Compare the Bitmain Antminer S9i (14Th)
Frequently Asked Questions
What are the current mining economics for the Bitmain Antminer S9i (14Th)?
At $0.07/kWh, the Bitmain Antminer S9i (14Th) currently shows an estimated daily net cost of $1.78 before pool fees and hardware cost. Lower electricity rates, network changes, BTC price changes, or useful heat recovery can change the result.
Can I mine Bitcoin at home with the Bitmain Antminer S9i (14Th)?
The Bitmain Antminer S9i (14Th) has a home mining score of 22/100. With 0 dB noise and 1,320W power draw, it may require a dedicated space like a garage, basement, or outdoor enclosure. Consider noise insulation and proper ventilation.
Can the Bitmain Antminer S9i (14Th) heat my home?
The Bitmain Antminer S9i (14Th) outputs approximately 4504 BTU/hr of heat. For reference, a typical space heater produces 5,000-5,500 BTU/hr. All electrical energy consumed by the miner is converted to heat, making it 100% efficient as a heater. D-Central offers Bitcoin Space Heater builds designed specifically for home heating integration.

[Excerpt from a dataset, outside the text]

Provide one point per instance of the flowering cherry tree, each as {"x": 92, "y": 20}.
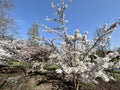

What power supply does the Bitmain Antminer S9i (14Th) need?
The Bitmain Antminer S9i (14Th) draws 1,320W of power. You need a power supply rated for at least 1,452W with appropriate voltage (200-240V AC). D-Central stocks compatible power supplies in our shop. Always use a quality PSU from a reputable manufacturer to protect the miner and wiring.